In GIS parcel layers, I find that users tend to assume that APN (assessor parcel number) represents a unique key for each parcel geometry in a County. Nine times out of ten, this assumption is wrong, and results in an inaccurate analysis. Here is why…
APN’s represent property tax accounts (a bit like your local gas and electric utility account number), and parcel geometries represent a piece of geography that is taxed by the County. These are two slightly different things. It is possible, for example, to have a single tax account for two discontinuous (non-touching) pieces of geography. In a GIS parcel database, that will usually mean two separate geometry records that link to a single tax account record in the Assessor system.

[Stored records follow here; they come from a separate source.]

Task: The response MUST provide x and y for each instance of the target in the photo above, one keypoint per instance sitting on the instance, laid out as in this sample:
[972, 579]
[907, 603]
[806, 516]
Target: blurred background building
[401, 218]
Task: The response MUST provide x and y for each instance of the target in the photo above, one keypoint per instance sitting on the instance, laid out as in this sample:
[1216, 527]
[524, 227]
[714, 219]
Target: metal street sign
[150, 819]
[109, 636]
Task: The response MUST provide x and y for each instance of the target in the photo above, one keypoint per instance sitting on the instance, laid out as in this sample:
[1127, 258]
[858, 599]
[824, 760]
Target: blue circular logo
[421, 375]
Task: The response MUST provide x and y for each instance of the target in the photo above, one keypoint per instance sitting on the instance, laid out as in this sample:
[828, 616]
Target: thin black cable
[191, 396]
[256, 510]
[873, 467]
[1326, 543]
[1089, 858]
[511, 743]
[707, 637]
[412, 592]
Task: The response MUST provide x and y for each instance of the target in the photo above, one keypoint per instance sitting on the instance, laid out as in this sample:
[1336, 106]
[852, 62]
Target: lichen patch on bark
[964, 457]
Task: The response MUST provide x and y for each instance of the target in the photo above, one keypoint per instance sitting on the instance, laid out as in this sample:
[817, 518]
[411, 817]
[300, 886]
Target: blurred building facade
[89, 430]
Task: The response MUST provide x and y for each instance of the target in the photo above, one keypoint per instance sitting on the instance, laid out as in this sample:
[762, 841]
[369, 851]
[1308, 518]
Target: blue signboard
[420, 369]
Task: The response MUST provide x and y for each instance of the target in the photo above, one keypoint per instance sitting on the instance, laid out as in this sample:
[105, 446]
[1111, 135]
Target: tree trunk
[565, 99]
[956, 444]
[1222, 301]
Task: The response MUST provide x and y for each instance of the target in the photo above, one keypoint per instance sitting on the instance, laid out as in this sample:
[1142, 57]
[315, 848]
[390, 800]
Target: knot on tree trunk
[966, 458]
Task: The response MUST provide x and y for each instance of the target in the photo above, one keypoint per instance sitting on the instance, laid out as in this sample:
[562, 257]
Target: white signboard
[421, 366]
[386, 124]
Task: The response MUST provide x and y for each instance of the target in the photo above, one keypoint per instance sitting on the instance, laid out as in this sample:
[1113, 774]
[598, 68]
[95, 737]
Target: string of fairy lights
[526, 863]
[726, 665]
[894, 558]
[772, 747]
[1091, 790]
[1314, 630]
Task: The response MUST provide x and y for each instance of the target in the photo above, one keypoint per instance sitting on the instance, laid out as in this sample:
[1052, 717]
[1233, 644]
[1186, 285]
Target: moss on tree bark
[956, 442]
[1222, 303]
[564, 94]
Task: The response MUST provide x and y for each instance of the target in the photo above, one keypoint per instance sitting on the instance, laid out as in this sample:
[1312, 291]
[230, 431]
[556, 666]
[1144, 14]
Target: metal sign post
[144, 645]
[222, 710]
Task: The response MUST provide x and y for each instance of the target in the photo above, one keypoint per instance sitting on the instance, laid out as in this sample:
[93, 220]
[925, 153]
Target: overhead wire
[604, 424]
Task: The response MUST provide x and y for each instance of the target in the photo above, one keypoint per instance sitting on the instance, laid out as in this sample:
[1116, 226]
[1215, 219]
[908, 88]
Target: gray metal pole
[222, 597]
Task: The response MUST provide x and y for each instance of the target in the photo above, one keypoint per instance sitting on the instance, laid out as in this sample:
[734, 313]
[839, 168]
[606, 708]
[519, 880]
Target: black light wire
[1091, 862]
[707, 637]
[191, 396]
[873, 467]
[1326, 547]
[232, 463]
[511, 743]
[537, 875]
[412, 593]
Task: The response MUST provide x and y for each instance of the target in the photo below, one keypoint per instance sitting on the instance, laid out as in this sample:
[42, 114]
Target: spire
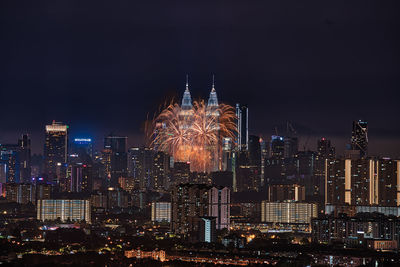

This matters because users of GIS data often want to query and/or join data to parcel geometry based on APN. What if you want to know the total assessed value for all parcels within user-defined polygon? If two of those parcel geometries link to the same APN, then the assessed value for that one APN will be counted twice. Not good.
The best solution is to create a parcel layer in which APN is a unique key. This can be accomplished by combining GIS parcel records into multipolygons where there is a shared APN. It is ideal if you are running a spatial DBMS that is capable of constructing a view that does this on the fly (such as Oracle Spatial, PostGIS, or SQL Server Spatial.)
I recently wrote some SQL in PostGIS that did exactly this for the City of Walnut Creek in support of their Enterprise Addressing System. Below is the code:
SELECT apn, assessed_Value, owner_name, owner_address, ST_Multi(ST_Collect(geom)) FROM( select apn, assessed_Value, owner_name, owner_address, (ST_Dump(a.geometry)).geom FROM parcels_apn ) foo GROUP BY apn, assessed_Value, owner_name, owner_address;
This is a nice way to transform parcel data so it’s a little bit more friendly for end-users.
If anybody is interested I will gladly post how to accomplish the same data transformation using Oracle Spatial, SQL Server Spatial, FME, or ArcGIS.